Rails uses this automatically for identical queries in a request, so no action is
needed for that use case.

- However, using a gem like `identity_cache` has a different purpose: caching queries
  across multiple requests.
- Avoid using on single object lookups, like `Article.find(params[:id])`.
- Sometimes it's not possible to use the result, as it provides a read-only object.
- It can also cache relationships, useful in situations where we want to return a
  list of things but don't care about filtering or ordering them differently.
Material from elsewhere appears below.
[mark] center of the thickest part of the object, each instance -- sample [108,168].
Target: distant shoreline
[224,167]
### When to use a novelty cache

If you've exhausted other options, and must cache something that's really awkward,
it's time to look at a custom solution:

- Examples in GitLab include `RepositorySetCache`, `RepositoryHashCache` and `AvatarCache`.
- Where possible, you should avoid creating custom cache implementations as it adds
  inconsistency.
- Can be extremely effective. For example, the caching around `merged_branch_names`,
  using [RepositoryHashCache](https://gitlab.com/gitlab-org/gitlab/-/issues/30536#note_290824711).

## Cache expiration

### How Redis expires keys

In short: the oldest stuff is replaced with new stuff:

- A [useful article](https://redis.io/docs/manual/eviction/) about configuring Redis as an LRU cache.
- Lots of options for different cache eviction strategies.
- You probably want `allkeys-lru`, which is functionally similar to Memcached.
- In Redis 4.0 and later, [allkeys-lfu is available](https://redis.io/docs/manual/eviction/#the-new-lfu-mode),
  which is similar but different.
- We handle all explicit deletes using UNLINK instead of DEL now, which allows Redis to
  reclaim memory in its own time, rather than immediately.
  - This marks a key as deleted and returns a successful value quickly,
    but actually deletes it later.

### How Rails expires keys

- Rails prefers using TTL and cache key expiry to using explicit deletes.
- Cache keys include a template tree digest by default when fragment caching in
  views, which ensure any changes to the template automatically expire the cache.
  - This isn't true in helpers, though, as a warning.
- Rails has two cache key methods on ActiveRecord objects: `cache_key_with_version` and `cache_key`.
  The first one is used by default in version 5.2 and later, and is the standard behavior from before;
  it includes the `updated_at` timestamp in the key.

#### Cache key components

Example found in the `application.log`:

```plaintext
cache(@project, :tag_list)
views/projects/_home_panel:462ad2485d7d6957e03ceba2c6717c29/projects/16-2021031614242546945
2/tag_list
```

1. The view name and template tree digest
    `views/projects/_home_panel:462ad2485d7d6957e03ceba2c6717c29`
1. The model name, ID, and `updated_at` values
    `projects/16-20210316142425469452`
1. The symbol we passed in, converted to a string
    `tag_list`

### Look for

- User-specific data
  - This is the most important!
  - This isn't always obvious, particularly in views.
  - You must trawl every helper method that's used in the area you want to cache.
- Time-specific data, such as "Billy posted this 8 minutes ago".
- Records being updated but not triggering the `updated_at` field to change
- Rails helpers roll the template digest into the keys in views, but this doesn't happen elsewhere, such as in helpers.
- `Grape::Entity` makes effective caching extremely difficult in the API layer. More on this later.
- Don't use `break` or `return` inside the fragment cache helper in views - it never writes a cache entry.
- Reordering items in a cache key that could return old data:
  - such as having two values that could return `nil` and swapping them around.
  - Use hashes, like `{ project: nil }` instead.
- Rails calls `#cache_key` on members of an array to find the keys, but it doesn't call it on values of hashes.